Will T-Mobile, MetroPCS and Sprint Deals Change the Industry?
With T-Mobile and MetroPCS merging, and Sprint and Clearwire being courted by Softbank, in a year's time we could see a different, more competitive wireless industry.Verizon Wireless, AT&T, Sprint and T-Mobile—the nation's four largest wireless carriers, respectively—along with their millions of wireless subscribers, are likely to be affected, to varying degrees, by the news of the last few weeks. Shifts in the size, and so power, of the carriers changes their ability to compete at a national level and ultimately the prices they offer subscribers, as we learned from AT&T's failed 2011 bid to purchase Deutsche Telekom (DT)-owned T-Mobile.

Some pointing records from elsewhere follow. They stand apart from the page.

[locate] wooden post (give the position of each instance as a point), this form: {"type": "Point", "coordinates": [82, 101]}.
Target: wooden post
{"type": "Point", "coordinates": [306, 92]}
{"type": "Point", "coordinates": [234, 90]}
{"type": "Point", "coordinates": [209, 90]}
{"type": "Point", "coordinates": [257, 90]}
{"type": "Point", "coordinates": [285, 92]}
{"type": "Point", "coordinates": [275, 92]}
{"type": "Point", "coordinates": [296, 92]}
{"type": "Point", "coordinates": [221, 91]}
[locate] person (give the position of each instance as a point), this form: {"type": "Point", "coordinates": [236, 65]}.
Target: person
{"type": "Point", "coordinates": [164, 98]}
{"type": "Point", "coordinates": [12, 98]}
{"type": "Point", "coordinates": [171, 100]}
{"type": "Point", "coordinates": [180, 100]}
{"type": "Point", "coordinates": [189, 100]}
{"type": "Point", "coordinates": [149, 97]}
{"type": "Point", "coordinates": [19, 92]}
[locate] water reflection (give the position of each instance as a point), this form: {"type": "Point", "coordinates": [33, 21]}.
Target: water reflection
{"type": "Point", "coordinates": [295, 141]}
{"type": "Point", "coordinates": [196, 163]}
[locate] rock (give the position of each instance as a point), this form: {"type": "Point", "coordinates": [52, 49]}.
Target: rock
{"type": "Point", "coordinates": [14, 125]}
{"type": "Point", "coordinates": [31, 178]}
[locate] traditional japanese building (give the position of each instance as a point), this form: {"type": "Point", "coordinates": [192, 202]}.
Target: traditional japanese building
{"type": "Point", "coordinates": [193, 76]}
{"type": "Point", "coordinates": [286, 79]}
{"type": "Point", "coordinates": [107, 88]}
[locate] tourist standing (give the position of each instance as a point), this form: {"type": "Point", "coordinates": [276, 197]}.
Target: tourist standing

U.S. federal regulators felt so strongly that that an overly large AT&T would create two dominating carriers (AT&T and Verizon) and ultimately higher prices for consumers that they not only disapproved of the deal, but sued to stop it. This summer, Softbank, Japan's third-largest carrier, began talks about financially backing a combined T-Mobile and Sprint, which DT, having learned its lesson with AT&T, ultimately backed away from, fearing regulators would again object to a carrier of that size, according to an Oct. 11 report from CNBC. What happened from there, the public is now learning, is that DT decided that a T-Mobile merger with U.S. No. 5 carrier, MetroPCS, would be far less objectionable—and rightly so; MetroPCS has about 9 million subscribers to T-Mobile's 33 million and Sprint's 56 million; AT&T and Verizon, in nearly a league of their own, have 105 million and 111 million subscribers, respectively—and Softbank then began focusing on Sprint and its partner Clearwire.
If both deals go through—if Softbank buys a majority share of Sprint, giving it the money it needs to roll out a robust Long Term Evolution (LTE) network, and T-Mobile and MetroPCS team up to create a firecracker of a value-focused player—in a year's time, might the wireless industry be a different animal?